One morning, during this first visitation of Ethel to our house, I awakened to the sound of a house already up and about its business. People talking, moving about, downstairs. And no one had come for me. They don't want me around at all anymore, I thought, they have left me up here, forgotten. Then I saw the clock on the wicker table (with the book, The Bam Bam Clock, Grand-daddy had taught me how to tell time). I had not been forgotten; it was still early.

But why was everybody up?

I went downstairs, across the back hall, and into the kitchen.

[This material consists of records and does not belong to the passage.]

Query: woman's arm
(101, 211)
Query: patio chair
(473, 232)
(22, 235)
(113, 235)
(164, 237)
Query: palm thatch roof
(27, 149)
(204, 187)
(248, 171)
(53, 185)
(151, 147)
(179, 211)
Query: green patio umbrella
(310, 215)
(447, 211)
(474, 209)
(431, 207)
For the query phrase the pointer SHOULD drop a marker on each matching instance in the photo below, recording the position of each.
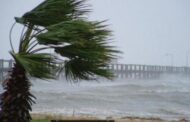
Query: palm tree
(81, 47)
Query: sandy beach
(123, 119)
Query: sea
(166, 98)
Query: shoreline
(87, 117)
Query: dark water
(167, 98)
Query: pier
(127, 71)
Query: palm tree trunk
(16, 100)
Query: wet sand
(123, 119)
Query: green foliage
(84, 44)
(39, 65)
(54, 11)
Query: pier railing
(130, 71)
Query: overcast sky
(145, 30)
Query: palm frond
(52, 12)
(76, 31)
(41, 65)
(85, 45)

Nanna was not there. No one was there.

Heading through the breakfast room toward the front of the house, toward the voices, I saw Ethel getting cups and saucers from the cupboard. Everything, it seemed, was out of kilter — Ethel never came until after breakfast.

Cups still in her hands, she placed her solid figure squarely between me and the hall and, taking one of her long rasping breaths, said, "Everybody's done ate, chile. " With her hands firmly on my shoulders, she turned me back toward the kitchen. "Ethel calls hersef fixin' you somethin' special."

Bleak and puzzled, I sat down at the kitchen table. I knew she was not telling the truth: the place settings at the breakfast room table were clean and undisturbed, just as they had been laid out the night before by Mother. No one had eaten there.

"Cimmimum toast," Ethel declared proudly, setting before me two pieces of brown, gooey toast still bubbling from the broiler.

As I waited for it to cool, she asked, "Miss Betty ever bury hersef a secret?"

"What?" I had no idea what she was talking about.

"You ain't never buried a secret?

"No." The word secret only deepened my gloom. On my mother's twenty-seventh birthday, Nanna had let me help her wrap the present — a Japanese kimono of yellow and black silk, beautiful enough, I thought, for Little Auntie. As she wrapped it, she told me it was a secret. That being the first time I'd ever heard either the word secret or the word kimono, I imagined them to be one and the same.

When the time came for the birthday cake, Granddaddy, Mother, Little Auntie, Uncle Ted, and I sat down at the dining room table that I had helped Nanna set, with the dessert plates Little Auntie had bordered with painted flowers and a gold band, with the white damask table cloth (Nanna prided herself that even when she was taking in sewing, she fed her family every day on white linen). The door from the pantry swung open, and in walked Nanna, carrying the birthday cake, all spiky with candles, and I jumped up and cried, "Now we can bring in the kimono!"

Nanna, standing there at the end of the table, holding the cake on its cut-crystal cake stand, tightened her mouth, set the stand firmly down on the table, and — looking as though she had suffered some personal and painful and untreatable injury — walked out of the dining room and across the back hall, where seconds later, we could hear her bedroom door close.

Because of me, because of words I'd said, all of us were sitting there in silent exile, lighting joyless candles.

"A secret?" I repeated, looking up at Ethel with more foreboding than expectation.

"Fust we gots to git ahsefs a secret," she went on. "Soon's you finishes yer toast."

I had other plans. I could hear the voices again, up toward the front of the house, and I started off in their direction. Ethel, moving so quickly she couldn't get enough breath to speak, stepped in front of me and turned me back. "Now," she said, as soon as she had refilled her lungs, I bet yet grammaw be keepin' a button box."

Nanna had not just one button box but a whole huge drawer of them, each of them brimful with buttons. (I was reared in the belief that only the most slatternly of housewives would fail to keep a button box.)

"Yes," I answered.

"You know where it's at?" she asked.

As these riches had been one of my earliest and favorite toys, I knew exactly where they were. "Upstairs," I said, starting again for the front hall.

"We goes this way," Ethel said, steering me into the back hall.

It was becoming clear to me that no matter what was going on in the front of the house, I was not to be a part of it. Because of something I had done, I supposed.

Up in the sewing room under the eaves, we heard no more voices nor moving around. The only sounds coming to us were the caperings of squirrels jumping from the branches of the mulberry trees onto the roof.

From this room, from these drawers in the tall wardrobe of burl walnut, from this oak veneer sewing machine with the cast-iron treadle and legs, had come all of Little Auntie's exotic clothes.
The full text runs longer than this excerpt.